Welcome to the pre-lab homework for your second Psychology lab. In the second lab, we will be using many of the same functions as you used in your first lab. This pre-lab activity is designed to give you a re-fresher of many of the skills you have already learned, and include a new skill for lab 2 : calculating inferential statistics in R.
Your pre-lab task is to work through these instructions. The skills you’ll cover in this homework are the same skills we’ll be using in the second week of the labs using the data we’ll collect in the lab.
This pre-lab activity has an accompanying Multiple Choice Quiz, with questions you should answer to check you have correctly analysed your data. You can either complete the MCQ as you work through this sheet, or note down the values you calcualte as you go to complete the MCQ after.
The first thing we need to do is to download the folder containing the data we’ll be using to practice with in this homework task. Download the folder from Moodle and save this on your computer.

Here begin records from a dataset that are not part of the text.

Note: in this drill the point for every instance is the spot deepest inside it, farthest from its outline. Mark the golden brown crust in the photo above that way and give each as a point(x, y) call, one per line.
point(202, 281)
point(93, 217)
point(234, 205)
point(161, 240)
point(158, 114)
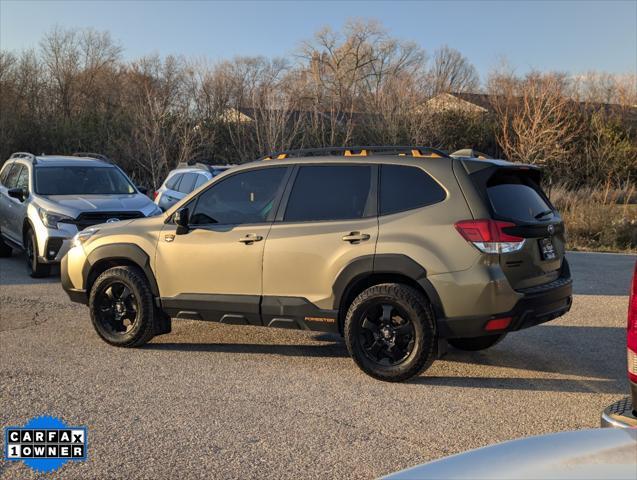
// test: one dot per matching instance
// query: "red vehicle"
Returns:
(623, 413)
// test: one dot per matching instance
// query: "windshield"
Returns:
(81, 181)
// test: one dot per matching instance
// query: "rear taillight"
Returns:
(631, 330)
(488, 235)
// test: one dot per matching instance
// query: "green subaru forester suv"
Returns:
(398, 249)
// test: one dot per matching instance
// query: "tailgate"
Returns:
(514, 195)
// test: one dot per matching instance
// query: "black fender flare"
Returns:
(385, 263)
(121, 251)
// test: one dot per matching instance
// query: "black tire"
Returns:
(5, 250)
(35, 268)
(473, 344)
(390, 332)
(122, 309)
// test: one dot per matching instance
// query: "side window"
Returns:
(201, 179)
(174, 181)
(187, 183)
(12, 178)
(23, 178)
(246, 197)
(405, 188)
(4, 173)
(329, 192)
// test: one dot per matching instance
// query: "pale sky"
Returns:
(572, 36)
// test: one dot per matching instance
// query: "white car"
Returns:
(183, 180)
(45, 200)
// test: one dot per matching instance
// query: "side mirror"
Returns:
(182, 220)
(19, 193)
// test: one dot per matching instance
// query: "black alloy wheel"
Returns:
(117, 308)
(387, 333)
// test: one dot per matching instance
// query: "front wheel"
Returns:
(473, 344)
(122, 308)
(390, 332)
(5, 250)
(35, 268)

Next, we need to set the working directory in R. This is an instruction to tell R where the folder with the data we want to use is saved on our computers.
To set the working directory follow these steps:
We load a package using the R command library()
with the name of the package between the parentheses ()
.
So, in this case (where our package is called “tidyverse”) we give R the command library(tidyverse)
library(tidyverse)
IF YOU SEE THE ERROR MESSAGE: Error in library(tidyverse) : there is no package called ‘tidyverse’
You should have tidyverse installed already, but if you have changed your computer you may need to install this again.
install.packages("tidyverse")
After installation is complete return to the above step: library(tidyverse)
Now R knows where to find our data (in our working directory) and has loaded in a package (tidyverse) with all the functions we need. Next, we need to load in our data set. To do this we type in the command dat <- read_csv('Access_practice_data.csv')
Remember, this will only worK if you have correctly set your working directory to the folder where you have downloaded the dataset to.
dat <- read_csv('Access_practice_data.csv')
The command read_csv
is telling R we want to read in a ‘csv’ file (like saying .doc or .docx). We have to make sure the file name is typed in exactly the same in R as it is saved on our computer. The arrow <-
assigns the data we are reading in our new dame for our data called dat.
For this practice session we’ll be looking at some made-up data. In this hypothetical example, we have 20 participants who have taken part in an experiment on memory. In the experiment, our participants were given 30 words to try to remember. Participants’ memory was tested immedietly after learning (timepoint 1) and a week later (timepoint 2). We are interested to see if there is a significant difference in how many words our participants can remember between the two timepoints.
Lets start by looking at our data by typing View(dat)
View(dat)
A new screen will appear showing us our data set. Our data has 20 rows (1 row for each participant) and 3 columns. The first column id gives the participant number. The second column Timepoint_1 tells us how many words (out of 30) the participant remembered immediatly after learning, and our third column Timepoint_2 tells us how many words (out of 30) the participant remmebered 1 week later.
Descriptive statistics are numbers that help to describe our data (for example, the avergae memory score at a particular timepoint). In this exercise, we want to calculate the average memory score at Timpoint 1 and Timpoint 2.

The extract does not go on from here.